1976 animal welfare treaty of the Council of Europe, adopted in Strasbourg

The European Convention for the Protection of Animals kept for Farming Purposes, also known as the Farm Animal Convention, is an animal welfare treaty of the Council of Europe, adopted on 10 March 1976 in Strasbourg, and effective since 10 September 1978.

== Contents ==
The main provisions of the Farm Animal Convention concern:
- definitions of the concepts of 'animals' and modern intensive farming systems,
- the general principles governing the living conditions of farm animals, which must benefit from housing, food and care appropriate to their physiological and ethological needs,
- the need to take the necessary measures to avoid unnecessary suffering to the animals.

== Development ==
The Council of Europe became more concerned about animal welfare in the 1960s due to increased public awareness and debate, and adopted a convention of minimum requirements for animal transport in 1968. Next, the Parliamentary Assembly of the Council of Europe requested the Committee of Ministers to draw up a farm animal welfare convention for general principles on housing animals in modern intensive farming systems, for which the committee established an ad hoc committee of experts from member states in 1971. This eventually resulted in the European Convention for the Protection of Animals kept for Farming Purposes in 1976.
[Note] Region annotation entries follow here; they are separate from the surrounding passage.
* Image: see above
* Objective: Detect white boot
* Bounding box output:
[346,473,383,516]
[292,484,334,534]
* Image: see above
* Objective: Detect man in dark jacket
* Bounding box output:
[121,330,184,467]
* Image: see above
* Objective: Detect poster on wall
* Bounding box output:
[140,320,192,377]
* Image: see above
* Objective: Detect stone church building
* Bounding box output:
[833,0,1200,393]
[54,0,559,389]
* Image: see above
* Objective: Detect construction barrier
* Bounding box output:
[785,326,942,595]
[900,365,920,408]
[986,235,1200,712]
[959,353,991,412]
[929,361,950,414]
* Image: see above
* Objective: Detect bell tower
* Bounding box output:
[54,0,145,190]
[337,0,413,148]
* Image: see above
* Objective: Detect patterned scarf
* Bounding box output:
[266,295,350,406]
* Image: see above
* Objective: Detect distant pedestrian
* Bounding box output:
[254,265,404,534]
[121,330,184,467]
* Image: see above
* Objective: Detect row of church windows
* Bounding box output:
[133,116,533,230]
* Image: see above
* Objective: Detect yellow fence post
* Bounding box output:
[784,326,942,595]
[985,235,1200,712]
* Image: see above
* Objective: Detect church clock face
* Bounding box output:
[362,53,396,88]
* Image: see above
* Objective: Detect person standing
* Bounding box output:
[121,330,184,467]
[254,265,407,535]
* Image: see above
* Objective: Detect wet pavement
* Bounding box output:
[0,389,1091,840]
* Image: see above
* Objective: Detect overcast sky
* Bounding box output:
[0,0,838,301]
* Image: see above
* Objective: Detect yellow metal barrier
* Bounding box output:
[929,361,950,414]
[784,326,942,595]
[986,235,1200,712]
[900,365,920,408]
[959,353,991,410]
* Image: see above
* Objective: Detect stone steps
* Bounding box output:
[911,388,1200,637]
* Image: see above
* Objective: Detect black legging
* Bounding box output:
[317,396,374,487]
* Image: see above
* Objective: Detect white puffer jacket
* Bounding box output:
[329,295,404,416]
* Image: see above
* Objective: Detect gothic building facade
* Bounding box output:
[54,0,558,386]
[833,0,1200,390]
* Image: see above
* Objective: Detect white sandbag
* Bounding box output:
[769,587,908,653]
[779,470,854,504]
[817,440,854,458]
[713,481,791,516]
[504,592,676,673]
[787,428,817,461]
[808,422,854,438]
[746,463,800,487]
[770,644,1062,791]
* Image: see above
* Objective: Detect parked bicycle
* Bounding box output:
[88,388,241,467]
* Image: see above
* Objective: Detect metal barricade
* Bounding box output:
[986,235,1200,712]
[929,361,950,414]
In 1979 a Standing Committee was established to produce recommendations for specific species, such as cattle (1988), poultry (1986, 1995), pigs (1986, 2005), sheep and goats (1992), calves (1993), ratites (1993), ducks, geese and fur animals (1999). Unlike the other European animal welfare conventions (see Status below), the Farm Animal Convention has the character of a framework law, is more open to further elaboration, and allows the Standing Committee to develop detailed rules with the same legal status as the convention itself. Intergovernmental and non-governmental organisations (including the ISAE, WSPA, Eurogroup for Animals, the European Confederation of Agriculture and the Federation of Veterinarians of Europe) are invited to provide experts on applied ethology for consultation sessions, which are then used to develop new rules. Parties to the Convention have to translate the recommendations into national legislation and European Union law.

On 6 February 1992, a Protocol of Amendment was added 'to apply also to certain aspects of developments in the area of animal husbandry, in particular in respect of biotechnology, and to the killing of animals on the farm.'

== Status ==
The Farm Animal Convention and its Protocol of Amendment form part of the core of European legislation concerning animal welfare, which also includes the European Convention for the Protection of Animals for Slaughter (1979), the European Convention for the Protection of Animals during International Transport (revised 2003), the European Convention for the Protection of Vertebrate Animals Used for Experimental and Other Scientific Purposes (1986, with its 1998 Protocol of Amendment; see also Directive 2010/63/EU), and the European Convention for the Protection of Pet Animals (1987).

As of May 2021, the European Union (successor of the European Economic Community) and 33 states have ratified or acceded to it, and one state (Estonia) has only signed it. As of May 2021, the Protocol of Amendment has not yet entered into force, as its Article 6 requires all then-Parties to the convention (14 states plus the EU) to also become Parties to the Protocol, which only the Netherlands had yet done.